[w3m-dev-en 00060] Re: w3m-i18n/m17n

From: Hironori Sakamoto (hsaka@mth.biglobe.ne.jp)
Date: Sat Jan 29 2000 - 02:43:15 CST


>> Sender: naddy@mips.rhein-neckar.de
>> > BUT!, on the character sets of Japan/Korea/China these use 2 columns.
>> Hmmm.
>> But this is a characteristic of those character sets, then. These
>> characters could be single width on a UTF-8 display and double
>> width on a CJK one.

If w3m receives these characters in the character sets of CJK,
w3m understands character width is 2 columns.
But, at displaying with UTF-8, it becomes 1 column, hence the
rendering of tables and the display of the popup menu will collapse.
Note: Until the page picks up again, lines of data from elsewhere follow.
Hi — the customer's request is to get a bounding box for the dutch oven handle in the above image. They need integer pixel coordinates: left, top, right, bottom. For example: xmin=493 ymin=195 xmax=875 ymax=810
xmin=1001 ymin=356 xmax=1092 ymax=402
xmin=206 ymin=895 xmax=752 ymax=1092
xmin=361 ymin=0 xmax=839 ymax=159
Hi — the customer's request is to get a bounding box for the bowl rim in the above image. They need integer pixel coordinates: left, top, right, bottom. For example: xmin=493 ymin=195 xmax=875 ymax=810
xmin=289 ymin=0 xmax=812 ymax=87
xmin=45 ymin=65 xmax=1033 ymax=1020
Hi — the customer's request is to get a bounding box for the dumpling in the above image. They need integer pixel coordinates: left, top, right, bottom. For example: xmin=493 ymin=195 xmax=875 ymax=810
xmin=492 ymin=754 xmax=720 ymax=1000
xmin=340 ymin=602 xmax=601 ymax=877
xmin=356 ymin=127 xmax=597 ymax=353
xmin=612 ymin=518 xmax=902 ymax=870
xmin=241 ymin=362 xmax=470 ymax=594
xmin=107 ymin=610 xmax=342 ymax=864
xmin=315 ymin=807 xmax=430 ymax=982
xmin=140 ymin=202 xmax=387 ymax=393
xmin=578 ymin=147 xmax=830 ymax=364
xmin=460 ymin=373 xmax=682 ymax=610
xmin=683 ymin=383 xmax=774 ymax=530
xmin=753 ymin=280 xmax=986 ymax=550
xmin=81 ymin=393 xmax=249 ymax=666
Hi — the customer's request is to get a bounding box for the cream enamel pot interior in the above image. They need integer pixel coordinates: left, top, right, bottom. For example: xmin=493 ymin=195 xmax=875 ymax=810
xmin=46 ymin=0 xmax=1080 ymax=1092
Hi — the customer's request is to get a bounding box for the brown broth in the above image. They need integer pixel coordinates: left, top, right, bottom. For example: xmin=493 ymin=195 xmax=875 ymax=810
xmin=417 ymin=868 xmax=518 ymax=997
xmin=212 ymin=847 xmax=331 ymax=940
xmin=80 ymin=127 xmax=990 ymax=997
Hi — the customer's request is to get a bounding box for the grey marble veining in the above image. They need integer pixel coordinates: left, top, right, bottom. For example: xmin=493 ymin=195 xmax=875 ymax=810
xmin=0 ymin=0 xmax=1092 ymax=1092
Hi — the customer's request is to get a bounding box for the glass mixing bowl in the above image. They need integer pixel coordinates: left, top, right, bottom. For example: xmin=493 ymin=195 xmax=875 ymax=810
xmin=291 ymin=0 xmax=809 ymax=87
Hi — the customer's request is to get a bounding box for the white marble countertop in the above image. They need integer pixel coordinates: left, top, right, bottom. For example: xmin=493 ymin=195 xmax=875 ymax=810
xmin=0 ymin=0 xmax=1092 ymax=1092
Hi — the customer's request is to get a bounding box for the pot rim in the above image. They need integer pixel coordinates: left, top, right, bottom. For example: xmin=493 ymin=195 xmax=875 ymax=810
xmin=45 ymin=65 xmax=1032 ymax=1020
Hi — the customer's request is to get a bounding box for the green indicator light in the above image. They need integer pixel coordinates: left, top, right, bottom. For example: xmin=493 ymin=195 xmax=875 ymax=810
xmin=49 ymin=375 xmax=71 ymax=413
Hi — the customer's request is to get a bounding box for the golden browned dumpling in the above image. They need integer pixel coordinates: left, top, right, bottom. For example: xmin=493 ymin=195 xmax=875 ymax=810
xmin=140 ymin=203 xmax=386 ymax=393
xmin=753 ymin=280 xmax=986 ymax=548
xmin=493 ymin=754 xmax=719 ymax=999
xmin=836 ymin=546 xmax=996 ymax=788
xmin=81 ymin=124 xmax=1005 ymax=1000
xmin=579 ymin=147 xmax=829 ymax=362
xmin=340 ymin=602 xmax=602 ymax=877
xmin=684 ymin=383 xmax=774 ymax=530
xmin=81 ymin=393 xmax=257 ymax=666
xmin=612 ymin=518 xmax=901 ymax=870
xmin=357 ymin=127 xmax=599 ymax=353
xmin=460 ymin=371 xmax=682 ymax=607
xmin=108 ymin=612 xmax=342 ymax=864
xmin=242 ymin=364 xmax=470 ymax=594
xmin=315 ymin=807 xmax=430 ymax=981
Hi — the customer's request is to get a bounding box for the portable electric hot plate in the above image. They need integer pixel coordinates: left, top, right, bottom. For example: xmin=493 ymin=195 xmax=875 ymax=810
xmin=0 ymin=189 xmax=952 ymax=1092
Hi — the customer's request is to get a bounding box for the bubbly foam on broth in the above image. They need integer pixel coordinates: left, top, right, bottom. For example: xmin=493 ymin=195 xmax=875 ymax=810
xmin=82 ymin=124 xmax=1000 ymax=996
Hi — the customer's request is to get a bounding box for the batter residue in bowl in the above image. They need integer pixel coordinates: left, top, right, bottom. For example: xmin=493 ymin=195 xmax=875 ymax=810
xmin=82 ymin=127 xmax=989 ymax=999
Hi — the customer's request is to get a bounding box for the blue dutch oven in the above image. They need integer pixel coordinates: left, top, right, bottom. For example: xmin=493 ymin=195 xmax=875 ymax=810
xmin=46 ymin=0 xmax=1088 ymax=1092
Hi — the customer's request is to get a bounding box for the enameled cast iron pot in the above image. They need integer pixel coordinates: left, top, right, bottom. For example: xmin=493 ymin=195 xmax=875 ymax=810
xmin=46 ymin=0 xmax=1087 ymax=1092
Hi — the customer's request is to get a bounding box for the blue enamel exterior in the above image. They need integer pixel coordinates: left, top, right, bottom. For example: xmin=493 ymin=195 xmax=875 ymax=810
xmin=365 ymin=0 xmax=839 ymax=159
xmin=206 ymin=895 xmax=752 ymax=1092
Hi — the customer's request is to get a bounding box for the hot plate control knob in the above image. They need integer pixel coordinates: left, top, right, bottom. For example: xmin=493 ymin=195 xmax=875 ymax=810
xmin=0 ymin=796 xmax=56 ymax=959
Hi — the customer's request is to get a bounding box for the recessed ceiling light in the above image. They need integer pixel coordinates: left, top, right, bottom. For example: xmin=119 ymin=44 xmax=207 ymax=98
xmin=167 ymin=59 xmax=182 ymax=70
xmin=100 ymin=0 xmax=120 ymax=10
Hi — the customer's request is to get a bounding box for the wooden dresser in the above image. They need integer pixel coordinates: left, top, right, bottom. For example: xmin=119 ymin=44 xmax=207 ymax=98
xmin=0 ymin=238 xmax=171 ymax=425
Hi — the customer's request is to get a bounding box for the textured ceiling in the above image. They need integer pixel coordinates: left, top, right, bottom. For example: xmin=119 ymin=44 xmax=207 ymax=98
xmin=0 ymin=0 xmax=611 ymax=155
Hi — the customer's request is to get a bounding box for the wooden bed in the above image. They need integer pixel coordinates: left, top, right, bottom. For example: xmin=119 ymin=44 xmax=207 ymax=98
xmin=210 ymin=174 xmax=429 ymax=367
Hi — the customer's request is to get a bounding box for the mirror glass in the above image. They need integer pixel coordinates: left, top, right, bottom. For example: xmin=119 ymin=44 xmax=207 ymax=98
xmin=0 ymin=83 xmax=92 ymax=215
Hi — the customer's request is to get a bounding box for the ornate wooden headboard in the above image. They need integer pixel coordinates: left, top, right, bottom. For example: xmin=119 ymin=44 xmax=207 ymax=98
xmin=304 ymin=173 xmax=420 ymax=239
>> documents are common. However, there is *no* display character set
>> to display a document that has e.g. both French and Polish text,
>> or German and Russian, etc. The *only* display encoding that combines
>> all these character sets is Unicode/UTF-8. Somewhere under my

Do you know ISO-2022 as encoding system ?
The system of w3m-i18n is based on ISO-2022.
Also emacs(mule) and kterm(multilingual xterm) are based on ISO-2022.
ISO-8859-* and almost encoding systems of CJK are based on ISO-2022.
ISO-2022 can display some character sets (ISO-8859-*, CJK, etc.)
with combination.

Only for display, Unicode is not needed. Therefore, in my first plan,
there is not Unicode support. But, due to conversion between
character sets, I implemented Unicode support.

>> > I think when I will get a terminal emulator which fully support Unicode
>> > and fully Unicode fonts, I will may start the support of displaying
>> > with UTF-8.
>> Well, what is "full" Unicode support? Double-width characters?
>> Combining characters? Mixing left-to-right and right-to-left writing?
>> Automatic linking and breaking of ligatures?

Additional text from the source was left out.